Gadis manggut-manggut sambil melayangkan pandangannya ke kursi kursi yang masih kosong.
"Satu lagi, gak ada pedagang asongan, pencopet dan para pengamen yang sering bikin kamu muntab, iya kan?"
Gadis menaikan kedua alisnya. "Ya, armada ini sekarang memang jauh lebih nyaman dari jamannya karir kita naik bis kota masih cemerlang."
"Gak ada atap bocor kalau hujan, jendela yang macet ketika kepanasan, pedagang asongan yang berkeliaran, bangku tambahan di gang, plus pengamen yang bernyanyi dengan nada sumbang."
“Ditambah kita harus jago olah vokal dengan segala improvisasinya yaitu teriak teriak dan mendentingkan uang logam di tiang belakang." Dara menimpali.

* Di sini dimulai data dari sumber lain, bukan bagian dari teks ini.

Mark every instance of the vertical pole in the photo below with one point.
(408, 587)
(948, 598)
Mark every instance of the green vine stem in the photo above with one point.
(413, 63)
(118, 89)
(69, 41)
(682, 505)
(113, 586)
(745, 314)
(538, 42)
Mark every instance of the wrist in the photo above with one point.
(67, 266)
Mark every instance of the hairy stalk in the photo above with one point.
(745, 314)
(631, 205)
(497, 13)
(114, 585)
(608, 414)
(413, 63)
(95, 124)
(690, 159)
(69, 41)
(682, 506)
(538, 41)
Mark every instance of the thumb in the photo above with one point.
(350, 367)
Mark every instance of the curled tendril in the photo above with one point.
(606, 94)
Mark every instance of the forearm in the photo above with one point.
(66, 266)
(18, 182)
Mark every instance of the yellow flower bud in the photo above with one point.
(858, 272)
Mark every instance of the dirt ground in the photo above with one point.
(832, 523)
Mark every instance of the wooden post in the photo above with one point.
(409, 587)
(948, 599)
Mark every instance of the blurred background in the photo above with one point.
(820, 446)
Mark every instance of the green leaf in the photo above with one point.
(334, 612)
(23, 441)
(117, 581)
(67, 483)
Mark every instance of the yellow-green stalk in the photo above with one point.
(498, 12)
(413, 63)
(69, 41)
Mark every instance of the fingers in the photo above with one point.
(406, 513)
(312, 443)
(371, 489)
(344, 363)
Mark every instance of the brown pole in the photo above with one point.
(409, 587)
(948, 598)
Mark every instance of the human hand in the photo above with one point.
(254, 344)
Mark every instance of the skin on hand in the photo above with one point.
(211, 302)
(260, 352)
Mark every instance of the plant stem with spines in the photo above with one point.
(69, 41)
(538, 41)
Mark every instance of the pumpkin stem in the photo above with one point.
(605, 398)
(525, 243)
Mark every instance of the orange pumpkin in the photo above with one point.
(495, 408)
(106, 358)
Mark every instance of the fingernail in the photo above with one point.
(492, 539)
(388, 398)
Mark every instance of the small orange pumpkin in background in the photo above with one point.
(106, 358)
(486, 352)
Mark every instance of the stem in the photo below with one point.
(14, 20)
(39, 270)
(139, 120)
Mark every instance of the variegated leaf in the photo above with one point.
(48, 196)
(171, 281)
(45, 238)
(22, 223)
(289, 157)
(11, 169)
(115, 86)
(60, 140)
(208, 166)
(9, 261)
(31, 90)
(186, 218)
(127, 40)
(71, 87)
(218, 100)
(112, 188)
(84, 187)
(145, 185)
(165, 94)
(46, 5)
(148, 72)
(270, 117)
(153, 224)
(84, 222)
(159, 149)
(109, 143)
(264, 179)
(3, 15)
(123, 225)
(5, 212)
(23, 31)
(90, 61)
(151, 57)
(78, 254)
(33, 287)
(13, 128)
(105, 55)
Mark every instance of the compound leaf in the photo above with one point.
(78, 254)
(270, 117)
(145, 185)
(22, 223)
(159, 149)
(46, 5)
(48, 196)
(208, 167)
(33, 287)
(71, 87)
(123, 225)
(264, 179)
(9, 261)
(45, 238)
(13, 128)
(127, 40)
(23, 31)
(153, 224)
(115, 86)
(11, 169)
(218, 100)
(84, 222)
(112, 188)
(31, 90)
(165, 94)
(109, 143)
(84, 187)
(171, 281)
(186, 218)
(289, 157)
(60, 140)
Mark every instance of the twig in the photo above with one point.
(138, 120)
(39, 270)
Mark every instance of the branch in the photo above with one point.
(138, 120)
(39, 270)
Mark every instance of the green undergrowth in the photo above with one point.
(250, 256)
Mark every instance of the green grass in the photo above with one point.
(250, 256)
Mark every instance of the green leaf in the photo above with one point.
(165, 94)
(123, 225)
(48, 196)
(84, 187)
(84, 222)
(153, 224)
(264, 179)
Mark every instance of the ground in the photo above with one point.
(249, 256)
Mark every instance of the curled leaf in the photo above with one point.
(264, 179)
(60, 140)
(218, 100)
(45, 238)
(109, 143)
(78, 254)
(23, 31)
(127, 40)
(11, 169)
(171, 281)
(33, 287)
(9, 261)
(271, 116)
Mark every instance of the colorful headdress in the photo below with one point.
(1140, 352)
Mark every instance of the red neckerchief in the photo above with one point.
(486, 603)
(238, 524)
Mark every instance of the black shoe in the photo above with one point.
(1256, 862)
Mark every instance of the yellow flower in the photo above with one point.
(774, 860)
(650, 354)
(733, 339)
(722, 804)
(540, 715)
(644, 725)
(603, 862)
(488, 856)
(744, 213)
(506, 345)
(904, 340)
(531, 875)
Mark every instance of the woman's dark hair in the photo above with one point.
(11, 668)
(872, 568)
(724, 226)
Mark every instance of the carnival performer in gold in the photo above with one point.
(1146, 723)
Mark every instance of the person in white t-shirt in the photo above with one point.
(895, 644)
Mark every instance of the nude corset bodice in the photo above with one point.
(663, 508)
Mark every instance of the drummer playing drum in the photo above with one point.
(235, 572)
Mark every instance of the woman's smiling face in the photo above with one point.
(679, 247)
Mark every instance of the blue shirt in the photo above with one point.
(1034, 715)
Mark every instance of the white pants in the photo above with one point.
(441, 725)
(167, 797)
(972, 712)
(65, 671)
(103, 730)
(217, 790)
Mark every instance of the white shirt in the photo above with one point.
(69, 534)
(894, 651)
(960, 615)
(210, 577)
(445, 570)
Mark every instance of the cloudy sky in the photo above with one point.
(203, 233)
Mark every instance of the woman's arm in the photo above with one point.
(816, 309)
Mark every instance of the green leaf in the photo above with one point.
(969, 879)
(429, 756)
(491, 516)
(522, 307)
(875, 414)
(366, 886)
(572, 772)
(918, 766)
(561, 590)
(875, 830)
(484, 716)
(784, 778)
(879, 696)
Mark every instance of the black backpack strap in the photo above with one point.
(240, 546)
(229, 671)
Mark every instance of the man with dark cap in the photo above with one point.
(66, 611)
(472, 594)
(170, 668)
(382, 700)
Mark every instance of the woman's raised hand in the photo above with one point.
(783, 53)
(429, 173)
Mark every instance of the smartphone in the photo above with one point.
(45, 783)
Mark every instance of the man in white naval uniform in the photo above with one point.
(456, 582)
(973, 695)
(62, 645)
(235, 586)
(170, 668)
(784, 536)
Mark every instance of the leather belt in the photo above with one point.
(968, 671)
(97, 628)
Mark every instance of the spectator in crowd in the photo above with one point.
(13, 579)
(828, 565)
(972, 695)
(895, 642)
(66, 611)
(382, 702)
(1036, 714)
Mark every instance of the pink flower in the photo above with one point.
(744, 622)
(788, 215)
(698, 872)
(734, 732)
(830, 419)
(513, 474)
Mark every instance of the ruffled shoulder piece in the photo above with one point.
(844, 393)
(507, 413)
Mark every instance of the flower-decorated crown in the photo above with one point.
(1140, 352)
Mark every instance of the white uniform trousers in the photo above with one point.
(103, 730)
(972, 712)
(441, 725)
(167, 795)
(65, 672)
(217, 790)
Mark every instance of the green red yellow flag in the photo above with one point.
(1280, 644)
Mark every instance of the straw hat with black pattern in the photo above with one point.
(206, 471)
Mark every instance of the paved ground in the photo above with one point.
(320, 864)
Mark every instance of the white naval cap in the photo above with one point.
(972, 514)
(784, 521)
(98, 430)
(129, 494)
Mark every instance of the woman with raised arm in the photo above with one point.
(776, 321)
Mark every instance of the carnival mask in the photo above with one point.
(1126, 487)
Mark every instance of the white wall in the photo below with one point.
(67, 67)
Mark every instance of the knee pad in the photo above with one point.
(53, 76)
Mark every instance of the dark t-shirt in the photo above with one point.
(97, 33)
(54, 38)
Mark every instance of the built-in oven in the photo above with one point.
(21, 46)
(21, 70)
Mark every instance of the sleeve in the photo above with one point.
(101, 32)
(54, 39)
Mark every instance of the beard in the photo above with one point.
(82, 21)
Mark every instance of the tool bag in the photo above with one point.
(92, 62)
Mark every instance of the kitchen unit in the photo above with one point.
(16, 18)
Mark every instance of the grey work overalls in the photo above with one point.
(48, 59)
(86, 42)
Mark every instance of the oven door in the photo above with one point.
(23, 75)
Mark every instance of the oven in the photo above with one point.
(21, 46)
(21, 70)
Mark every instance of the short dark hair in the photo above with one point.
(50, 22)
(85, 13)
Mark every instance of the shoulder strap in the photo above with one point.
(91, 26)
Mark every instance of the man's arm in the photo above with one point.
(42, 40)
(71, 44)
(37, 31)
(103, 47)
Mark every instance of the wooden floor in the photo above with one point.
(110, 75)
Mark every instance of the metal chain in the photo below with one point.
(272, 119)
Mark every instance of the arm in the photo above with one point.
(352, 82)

"Belum lagi bau tujuh rupa yang menguar dari segala penjuru mata angin, berkolaborasi dengan bau badan kita karena lupa pakai bedak embeka." Gadis terbahak yang membuat semua mata penumpang dalam armada yang di dominasi warna biru itu mengarah kepadanya  dengan segera.
"Dan gak ada yang melototin kamu kayak gini kalau kamu tertawa ngakak sampai guling guling sekalipun." Bisik Dara sambil tersenyum simpul.
Gadis menutup mulutnya sambil mengangguk.
"Satu lagi, yang paling gak asik dari armada ini sekarang adalah kita gak bisa tidur dengan tentram sambil bertopang dahi di besi bangku bagian depan sementara gak ada satu pun mata yang memperhatikan."
Dara mengangguk.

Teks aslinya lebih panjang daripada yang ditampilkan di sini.